# Ocellated turkey hunt



## pigeon (Jan 25, 2009)

So I like to turkey hunt lol and I’m making the trip to Mexico on jan 27, lot of people think I’m nuts but I think there a cool looking bird and hope it’s a interesting hunt, the birds don’t gobble or have breads so it’s going to be a lot diff Hunt and no it’s not cheap at all around 4K to there and back , been shooting about the idea of doing this hunt for years as I want to do more big game hunts to anyways wish me luck , and if anyone wants to go with me l


----------



## LG1 (Sep 8, 2008)

Good luck and keep us posted. This is something I hope to do someday.


----------



## DEDGOOSE (Jan 19, 2007)

Good luck.. Have had friends do it and loved it. The one turkey I personally have no interest to chase. They don't gobble but sing, before his death Dr Williams spent countless hours learning their language and how to call them, all still somewhat in it's infancy. Other tactics are ambush and roost whacking.

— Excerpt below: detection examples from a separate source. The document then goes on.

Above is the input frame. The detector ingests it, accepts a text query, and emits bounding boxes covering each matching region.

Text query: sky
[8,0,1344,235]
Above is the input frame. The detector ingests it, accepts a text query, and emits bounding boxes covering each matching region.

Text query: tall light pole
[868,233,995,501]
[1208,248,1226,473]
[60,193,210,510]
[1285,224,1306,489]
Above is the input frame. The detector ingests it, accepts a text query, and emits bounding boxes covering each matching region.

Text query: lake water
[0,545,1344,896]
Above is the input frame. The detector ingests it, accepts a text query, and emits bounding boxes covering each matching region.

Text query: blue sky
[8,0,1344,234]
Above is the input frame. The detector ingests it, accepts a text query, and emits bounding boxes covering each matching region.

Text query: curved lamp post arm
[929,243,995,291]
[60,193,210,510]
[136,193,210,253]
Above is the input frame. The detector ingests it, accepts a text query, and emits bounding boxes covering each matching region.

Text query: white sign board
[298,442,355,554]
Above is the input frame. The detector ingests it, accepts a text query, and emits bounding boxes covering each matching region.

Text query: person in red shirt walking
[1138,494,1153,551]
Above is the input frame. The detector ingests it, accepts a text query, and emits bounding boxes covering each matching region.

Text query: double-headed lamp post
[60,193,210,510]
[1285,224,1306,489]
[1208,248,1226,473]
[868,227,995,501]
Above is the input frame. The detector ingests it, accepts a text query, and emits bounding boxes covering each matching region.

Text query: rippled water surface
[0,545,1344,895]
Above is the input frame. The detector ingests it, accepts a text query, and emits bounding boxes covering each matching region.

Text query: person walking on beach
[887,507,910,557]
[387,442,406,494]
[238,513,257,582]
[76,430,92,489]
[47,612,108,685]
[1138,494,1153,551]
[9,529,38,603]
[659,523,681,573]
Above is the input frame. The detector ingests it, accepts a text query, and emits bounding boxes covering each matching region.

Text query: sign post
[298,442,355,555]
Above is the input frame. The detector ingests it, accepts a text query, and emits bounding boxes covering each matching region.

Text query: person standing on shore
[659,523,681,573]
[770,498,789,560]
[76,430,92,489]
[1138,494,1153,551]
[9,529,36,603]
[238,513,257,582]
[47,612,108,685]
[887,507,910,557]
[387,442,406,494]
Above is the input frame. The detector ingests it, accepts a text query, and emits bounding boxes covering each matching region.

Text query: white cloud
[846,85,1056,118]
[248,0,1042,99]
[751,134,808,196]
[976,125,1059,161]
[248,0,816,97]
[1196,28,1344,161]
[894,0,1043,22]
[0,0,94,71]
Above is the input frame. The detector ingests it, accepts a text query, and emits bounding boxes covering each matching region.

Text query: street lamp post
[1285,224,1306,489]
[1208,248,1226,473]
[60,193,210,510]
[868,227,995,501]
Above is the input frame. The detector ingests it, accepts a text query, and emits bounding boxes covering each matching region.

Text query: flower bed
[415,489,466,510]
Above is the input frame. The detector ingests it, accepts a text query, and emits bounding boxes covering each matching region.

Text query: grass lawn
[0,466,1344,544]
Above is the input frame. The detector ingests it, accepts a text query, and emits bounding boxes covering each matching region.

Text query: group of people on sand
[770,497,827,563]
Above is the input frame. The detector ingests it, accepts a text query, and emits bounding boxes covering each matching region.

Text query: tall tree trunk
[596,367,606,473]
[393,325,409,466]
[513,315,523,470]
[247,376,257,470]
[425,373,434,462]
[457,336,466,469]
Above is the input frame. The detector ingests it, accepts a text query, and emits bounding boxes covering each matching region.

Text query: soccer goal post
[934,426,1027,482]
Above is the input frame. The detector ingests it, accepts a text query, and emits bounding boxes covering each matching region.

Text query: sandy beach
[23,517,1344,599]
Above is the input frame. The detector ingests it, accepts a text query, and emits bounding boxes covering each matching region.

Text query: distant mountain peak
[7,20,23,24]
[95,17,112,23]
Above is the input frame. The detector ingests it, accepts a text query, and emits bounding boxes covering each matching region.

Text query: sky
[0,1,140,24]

If your not booked I can put you in touch with a close friend that was down there last year and raves about the outfitter he was with.


----------



## pigeon (Jan 25, 2009)

I’m booked with yukkutz outfitter, I hear the best? Who knows


----------



## BVW (Jul 25, 2002)

Good luck! Great time to head down there.


----------



## Gobblerman (Dec 19, 2004)

Good luck and send pics!


----------



## old graybeard (Jan 19, 2006)

Good luck! Have a blast.


----------



## Jdhunttrapfish (Jan 14, 2016)

I think that it would be a cool hunt, very pretty bird, good luck


----------



## itchn2fish (Dec 15, 2005)

Best success! Keep us informed, please!


----------



## pigeon (Jan 25, 2009)

Will do , t-minus 2 1/2 weeks


----------



## pigeon (Jan 25, 2009)

T-minus 7 days


----------



## pigeon (Jan 25, 2009)

Flying out of GR in the morning 6:00 am flight to Atlanta then have a 5:30 hour lay over  , then on to Mérida


----------



## pigeon (Jan 25, 2009)

Day 1
I’m waiting in my hotel room waiting for my ride to camp today that’s 3 hours out , day 1 was pretty much traveling to get here .. I’ll try and keep u guys updated .. as I think I’ll have WiFi in camp, From the pics I seen of camp it’s pretty nice.. to be continue PS: I’m not the best story teller , I’ll do my best


----------



## Gobblerman (Dec 19, 2004)

Nice! Good luck on the hunt.


----------



## timbrhuntr (Feb 4, 2009)

This should be good looking forward to following the story !


----------



## LG1 (Sep 8, 2008)

Go get em.


----------



## Hunter1979 (Feb 26, 2008)

Can't wait for the update! Hope you're having good luck!

Sent from my Droid


----------



## Firefighter (Feb 14, 2007)

pigeon said:


> Day 1
> I’m waiting in my hotel room waiting for my ride to camp today that’s 3 hours out , day 1 was pretty much traveling to get here .. I’ll try and keep u guys updated .. as I think I’ll have WiFi in camp, From the pics I seen of camp it’s pretty nice.. to be continue PS: I’m not the best story teller , I’ll do my best
> View attachment 293647
> View attachment 293648
> ...


Looks like rough accomodations. Hang in there!


----------



## old graybeard (Jan 19, 2006)

Nothing like roughing it.


----------



## pigeon (Jan 25, 2009)

Day 2
Driver pick me up at hotel at 8 am and drove to the other side of town to pick up the other hunters , Two from Louisiana and the other from Texas, 6 hunters and 3 wife’s , It was a 3 hour drive about the 1st 45 mins it was nice roads , the other 2 hours was the Full of bumps and pot holes and speed bumps and one police road block , We did stop for a few mins on the way at some Mayan ruins, When we got at camp we all were ready to be there , When we got at camp we are realize that we’re going to be ok, The bartender had a Corona in my hand before I said Hi ,So we all got settled in and had lunch and shot the guns and few hours later we were headed to the field for night hunt.
So we met our guides and on our way, it took about 30 mins to get where I was hunting , so we parked the truck in the Milow field and walk to the other side of the field where they had a blind made out sticks
Hunting these birds is pretty much a ambush hunt , so about a hour in I seen my 1st ocellated turkey it was a hen, Then around 50 more come out in the field, all hens and few jakes no” grandes” ,They worked around us for a while and then went back into the jungle and that’s all we saw that night.We made way back to camp at dark to find one hunter was successful. We eat some delicious food and had a few to many Margaritas, 4:30 am walks up for the next mornings hunt.....


----------